Semakin kita beranjak dewasa (untuk tidak mengatakan tua), semakin kecil arti selebrasi hari besar. Entah kenapa, merayakan beberapa hari besar jadi terasa banal. Terutama ketika makna dari perayaan tersebut jadi hilang, atau mungkin memang sejak awal tidak pernah merasuk dalam perasaan. Jadinya cuma celebration for celebration's sake. Semacam: pada beriang ria nih, yah saya ikutan aja lah. And this kind of way to celebrate is fun for a while, sampai pada saat menikmati keriaan bersama temanpun sudah menjadi sebuah kebutuhan sosial, dan bukan sarana pemuasan spiritual. *halah, kok susah menemukan bahasa yang cocok ya..*

Bukannya saya nggak suka keriaan sih, but as I become older, saya jadi jauh lebih selektif dalam memilih teman-teman saya beriang ria. I have a very small circle of friends with whom I am comfortable with. Sisanya ya cuma jadi social prerequisite. Bukan berarti saya nggak bisa bersenang-senang dengan mereka. Tapi mungkin bersenang-senang sudah tidak jadi prioritas lagi buat saya kali ya. Geez, I sound like a geezer!

Tapi jangan salah paham ya, saya bukannya sama sekali nggak suka selebrasi. Masih ada juga kok hari-hari libur dan/atau hari besar yang membuat saya bersemangat. Paskah dan Valentine misalnya. Eh, Valentine itu masuk hari besar nggak sih?

Anyway, saya menulis artikel ini karena beberapa hari yang lalu saya menemukan artikel Antonio Gramsci berikut yang mengritisi soal perayaan tahun baru. Udah, nggak usah kaget gitu saya baca Gramsci. Kebeneran aja linknya ada di timeline, makanya saya klik.

Somehow, the article clicked. Konsepsi satuan waktu yang berlaku umum membuat kita mempercayai ilusi bahwa di setiap transisi antar satuan waktu ada permulaan baru. Dan ini terjadi setiap pagi, setiap hari Senin, setiap tanggal 1, apalagi setiap tanggal 1 Januari. Kita ingin percaya bahwa di setiap transisi ada awal baru untuk kita, meskipun pada kenyataannya hidup kita terus berjalan tanpa jeda. Hal yang terjadi tahun lalu tidak bisa dihapus begitu saja hanya dengan membuang kalender dan menggantung kalender baru. Kerjaan yang masih pending masih harus dikerjakan. Orang yang kita sakiti juga masih kesakitan.

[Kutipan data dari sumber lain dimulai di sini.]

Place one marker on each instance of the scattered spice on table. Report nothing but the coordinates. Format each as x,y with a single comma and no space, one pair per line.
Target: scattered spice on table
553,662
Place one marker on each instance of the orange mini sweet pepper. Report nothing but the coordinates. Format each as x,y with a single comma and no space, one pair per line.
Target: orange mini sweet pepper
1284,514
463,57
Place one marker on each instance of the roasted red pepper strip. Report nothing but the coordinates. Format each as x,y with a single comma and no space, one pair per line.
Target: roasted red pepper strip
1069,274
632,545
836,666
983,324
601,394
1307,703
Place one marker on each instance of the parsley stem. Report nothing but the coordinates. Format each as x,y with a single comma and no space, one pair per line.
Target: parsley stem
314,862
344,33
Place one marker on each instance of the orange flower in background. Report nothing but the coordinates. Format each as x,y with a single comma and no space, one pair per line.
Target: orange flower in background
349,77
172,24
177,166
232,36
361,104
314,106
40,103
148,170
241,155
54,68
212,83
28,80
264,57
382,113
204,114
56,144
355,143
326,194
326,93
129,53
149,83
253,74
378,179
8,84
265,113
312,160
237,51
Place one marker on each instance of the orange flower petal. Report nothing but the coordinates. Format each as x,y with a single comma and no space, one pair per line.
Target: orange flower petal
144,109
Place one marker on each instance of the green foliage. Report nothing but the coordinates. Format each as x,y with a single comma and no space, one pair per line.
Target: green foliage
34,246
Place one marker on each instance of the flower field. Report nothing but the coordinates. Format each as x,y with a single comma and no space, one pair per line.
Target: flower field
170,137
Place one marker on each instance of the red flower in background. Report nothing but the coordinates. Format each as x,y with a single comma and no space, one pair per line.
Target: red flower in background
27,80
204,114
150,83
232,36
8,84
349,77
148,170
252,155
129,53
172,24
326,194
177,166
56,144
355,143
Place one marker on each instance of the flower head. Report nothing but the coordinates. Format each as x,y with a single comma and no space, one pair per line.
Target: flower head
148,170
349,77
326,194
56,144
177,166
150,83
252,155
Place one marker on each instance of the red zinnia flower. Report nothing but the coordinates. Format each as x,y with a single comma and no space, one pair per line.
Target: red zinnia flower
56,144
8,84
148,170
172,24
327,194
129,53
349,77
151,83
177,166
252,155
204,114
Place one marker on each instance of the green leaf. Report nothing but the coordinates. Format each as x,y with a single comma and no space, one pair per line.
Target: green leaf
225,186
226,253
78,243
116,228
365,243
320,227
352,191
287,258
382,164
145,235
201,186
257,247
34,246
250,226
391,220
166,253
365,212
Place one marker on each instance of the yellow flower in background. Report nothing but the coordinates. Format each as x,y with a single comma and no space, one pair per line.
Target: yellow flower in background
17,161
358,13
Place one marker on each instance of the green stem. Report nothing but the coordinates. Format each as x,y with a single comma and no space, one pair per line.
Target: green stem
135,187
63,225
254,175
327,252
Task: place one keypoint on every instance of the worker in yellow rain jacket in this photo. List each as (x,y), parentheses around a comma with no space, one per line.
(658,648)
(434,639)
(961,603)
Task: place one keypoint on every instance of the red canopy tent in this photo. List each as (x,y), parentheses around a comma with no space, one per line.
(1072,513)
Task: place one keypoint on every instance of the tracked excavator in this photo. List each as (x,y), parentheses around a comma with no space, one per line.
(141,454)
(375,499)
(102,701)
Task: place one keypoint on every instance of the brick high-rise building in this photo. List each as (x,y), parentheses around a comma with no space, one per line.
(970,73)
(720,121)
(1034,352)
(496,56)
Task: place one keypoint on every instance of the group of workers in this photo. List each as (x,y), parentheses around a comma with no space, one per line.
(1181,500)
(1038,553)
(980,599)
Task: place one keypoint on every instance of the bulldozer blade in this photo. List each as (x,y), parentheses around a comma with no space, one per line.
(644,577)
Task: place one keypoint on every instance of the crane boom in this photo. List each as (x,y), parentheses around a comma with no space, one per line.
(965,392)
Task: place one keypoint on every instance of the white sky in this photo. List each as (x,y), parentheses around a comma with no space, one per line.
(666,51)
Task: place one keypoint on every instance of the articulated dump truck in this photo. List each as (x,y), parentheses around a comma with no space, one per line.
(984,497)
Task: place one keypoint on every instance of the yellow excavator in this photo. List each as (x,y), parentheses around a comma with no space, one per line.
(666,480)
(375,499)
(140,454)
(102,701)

Okay, at this point, pendapat saya jadi berbeda sama Gramsci. Kalau dia lebih optimis, pemikiran saya agak sedikit lebih gelap. Sedikit aja kok tapi. Beda dengan dia yang ingin setiap hari menjadi awal yang baru, saya berpendapat bahwa kita harus lebih realistis. Nggak usahlah memaksakan diri membuat resolusi berjamaah karena externally imposed milestone begitu. We all will change at our own pace. Nggak usah dipaksakan.

That being said, terlepas dari seberapapun kelamnya isi kepala saya, saya sukaaaaaa kembang api! Jadi ya, malam tahun baru kemarin tetap menikmati juga sih. Tuh kan. Labil.